The shooting unleashed months of protests in Sacramento and sparked protests across the country.

The settlement was announced for the first time Thursday by the Sacramento Bee in settlement documents filed Wednesday night in federal court. The documents indicate that family lawyers were entitled to 36.6% of the settlement.

A verbal agreement was reached in June between the Clark family and the city, reports CBS Sacramento.

Clark's family was initially seeking $ 20 million as part of a civil rights lawsuit filed by the federal government against Sacramento and the two policemen who had shot him down. Clark's parents and grandparents have not settled their claims.

County and state authorities refused to sue the two officers who shot Clark.

The police said they thought Clark had a gun while he was fleeing the police during a vandalism investigation.

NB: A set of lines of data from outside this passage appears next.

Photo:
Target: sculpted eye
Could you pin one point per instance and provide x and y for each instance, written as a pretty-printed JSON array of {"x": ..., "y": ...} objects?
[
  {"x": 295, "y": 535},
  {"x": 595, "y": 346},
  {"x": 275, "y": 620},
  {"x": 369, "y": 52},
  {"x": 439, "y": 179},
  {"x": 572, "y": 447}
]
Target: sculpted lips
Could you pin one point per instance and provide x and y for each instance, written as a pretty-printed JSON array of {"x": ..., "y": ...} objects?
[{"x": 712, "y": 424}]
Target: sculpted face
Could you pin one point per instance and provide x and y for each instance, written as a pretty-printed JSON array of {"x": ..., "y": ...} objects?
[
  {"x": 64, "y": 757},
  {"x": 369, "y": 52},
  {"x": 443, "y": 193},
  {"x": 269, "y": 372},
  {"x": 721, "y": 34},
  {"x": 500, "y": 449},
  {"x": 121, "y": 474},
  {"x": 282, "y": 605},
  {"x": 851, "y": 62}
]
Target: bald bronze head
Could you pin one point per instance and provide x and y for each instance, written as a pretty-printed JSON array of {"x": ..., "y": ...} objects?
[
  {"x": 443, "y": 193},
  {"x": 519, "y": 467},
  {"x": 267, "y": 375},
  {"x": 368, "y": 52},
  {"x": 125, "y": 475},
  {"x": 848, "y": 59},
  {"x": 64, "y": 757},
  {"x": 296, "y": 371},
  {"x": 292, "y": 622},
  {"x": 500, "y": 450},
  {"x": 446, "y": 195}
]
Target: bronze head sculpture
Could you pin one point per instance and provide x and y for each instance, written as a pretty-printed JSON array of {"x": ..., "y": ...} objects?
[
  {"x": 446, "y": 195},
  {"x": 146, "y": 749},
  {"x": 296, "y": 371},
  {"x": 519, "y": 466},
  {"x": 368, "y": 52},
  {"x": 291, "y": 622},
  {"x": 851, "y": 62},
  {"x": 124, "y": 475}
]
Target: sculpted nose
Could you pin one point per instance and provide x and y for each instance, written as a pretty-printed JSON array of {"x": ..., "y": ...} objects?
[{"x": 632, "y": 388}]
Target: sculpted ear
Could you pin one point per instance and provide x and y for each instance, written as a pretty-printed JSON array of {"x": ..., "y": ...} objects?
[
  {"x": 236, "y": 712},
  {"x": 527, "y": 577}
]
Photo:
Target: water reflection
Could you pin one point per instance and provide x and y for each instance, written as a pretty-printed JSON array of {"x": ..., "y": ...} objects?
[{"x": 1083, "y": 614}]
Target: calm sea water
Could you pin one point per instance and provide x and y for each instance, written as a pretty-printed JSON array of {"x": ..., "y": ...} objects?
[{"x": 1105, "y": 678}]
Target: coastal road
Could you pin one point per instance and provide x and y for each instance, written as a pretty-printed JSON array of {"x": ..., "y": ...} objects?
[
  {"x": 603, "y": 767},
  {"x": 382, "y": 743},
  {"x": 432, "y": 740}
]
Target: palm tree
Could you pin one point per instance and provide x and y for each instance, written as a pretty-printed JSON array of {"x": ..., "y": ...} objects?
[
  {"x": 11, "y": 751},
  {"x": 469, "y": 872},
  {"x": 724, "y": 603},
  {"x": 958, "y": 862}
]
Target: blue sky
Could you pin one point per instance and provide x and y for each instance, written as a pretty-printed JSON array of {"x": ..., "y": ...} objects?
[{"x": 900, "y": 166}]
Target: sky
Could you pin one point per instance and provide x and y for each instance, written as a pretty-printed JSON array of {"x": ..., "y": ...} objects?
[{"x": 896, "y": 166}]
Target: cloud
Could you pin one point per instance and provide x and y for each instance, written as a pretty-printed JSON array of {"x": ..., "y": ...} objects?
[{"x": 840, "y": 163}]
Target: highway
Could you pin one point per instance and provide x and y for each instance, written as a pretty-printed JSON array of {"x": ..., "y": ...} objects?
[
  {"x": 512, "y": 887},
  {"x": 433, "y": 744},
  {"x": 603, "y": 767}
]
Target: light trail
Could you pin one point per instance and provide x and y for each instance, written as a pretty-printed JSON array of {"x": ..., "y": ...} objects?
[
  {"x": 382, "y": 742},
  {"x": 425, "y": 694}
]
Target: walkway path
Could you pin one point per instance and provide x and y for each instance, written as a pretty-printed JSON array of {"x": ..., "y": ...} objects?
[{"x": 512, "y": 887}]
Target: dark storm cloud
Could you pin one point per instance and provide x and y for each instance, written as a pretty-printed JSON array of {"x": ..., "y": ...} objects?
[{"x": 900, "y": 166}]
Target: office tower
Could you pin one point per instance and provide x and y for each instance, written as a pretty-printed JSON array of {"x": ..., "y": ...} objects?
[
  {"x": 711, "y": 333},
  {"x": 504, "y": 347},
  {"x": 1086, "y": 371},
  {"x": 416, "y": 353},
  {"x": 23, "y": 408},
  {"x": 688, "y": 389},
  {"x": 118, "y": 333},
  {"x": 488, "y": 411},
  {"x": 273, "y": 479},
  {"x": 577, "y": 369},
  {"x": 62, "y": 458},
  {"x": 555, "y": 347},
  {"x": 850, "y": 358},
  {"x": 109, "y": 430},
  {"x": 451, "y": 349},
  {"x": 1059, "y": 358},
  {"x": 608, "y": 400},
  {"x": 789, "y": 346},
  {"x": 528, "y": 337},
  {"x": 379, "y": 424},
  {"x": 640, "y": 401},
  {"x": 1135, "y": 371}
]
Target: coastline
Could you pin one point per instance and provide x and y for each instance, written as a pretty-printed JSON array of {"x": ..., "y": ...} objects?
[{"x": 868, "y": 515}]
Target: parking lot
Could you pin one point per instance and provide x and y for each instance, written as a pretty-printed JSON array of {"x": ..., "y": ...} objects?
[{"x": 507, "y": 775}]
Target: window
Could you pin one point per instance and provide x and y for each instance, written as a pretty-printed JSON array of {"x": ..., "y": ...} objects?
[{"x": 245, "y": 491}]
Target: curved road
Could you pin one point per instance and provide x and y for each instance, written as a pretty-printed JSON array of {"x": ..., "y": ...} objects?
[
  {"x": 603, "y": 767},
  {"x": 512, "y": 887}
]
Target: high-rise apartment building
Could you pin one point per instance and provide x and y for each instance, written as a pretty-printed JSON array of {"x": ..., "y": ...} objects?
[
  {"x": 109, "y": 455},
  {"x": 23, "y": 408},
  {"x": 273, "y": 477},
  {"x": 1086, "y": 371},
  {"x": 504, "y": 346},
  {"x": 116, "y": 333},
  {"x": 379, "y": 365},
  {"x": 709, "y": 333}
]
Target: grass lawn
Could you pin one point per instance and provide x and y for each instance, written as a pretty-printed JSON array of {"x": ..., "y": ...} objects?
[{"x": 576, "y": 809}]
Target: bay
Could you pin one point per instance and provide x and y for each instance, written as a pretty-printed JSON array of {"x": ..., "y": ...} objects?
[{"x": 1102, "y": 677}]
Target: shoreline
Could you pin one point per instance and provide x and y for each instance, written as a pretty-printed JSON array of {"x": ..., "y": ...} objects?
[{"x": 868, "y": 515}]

The investigators found only one cell phone after the officers shot him repeatedly.

"This is a complex case that essentially involves legal recourse to force by officers of the Sacramento Police Department," city attorney Susana Alcala Wood said in a statement to the police. l & # 39; bee. "In this case, the City of Sacramento determined that this partial resolution of the lawsuits filed on behalf of Mr. Clark's family was in the best interest of our community," in part because it avoided potential litigation. long and expensive.

She added that city officials thought that helping children "would mark a new stage in healing our community after a tragic event."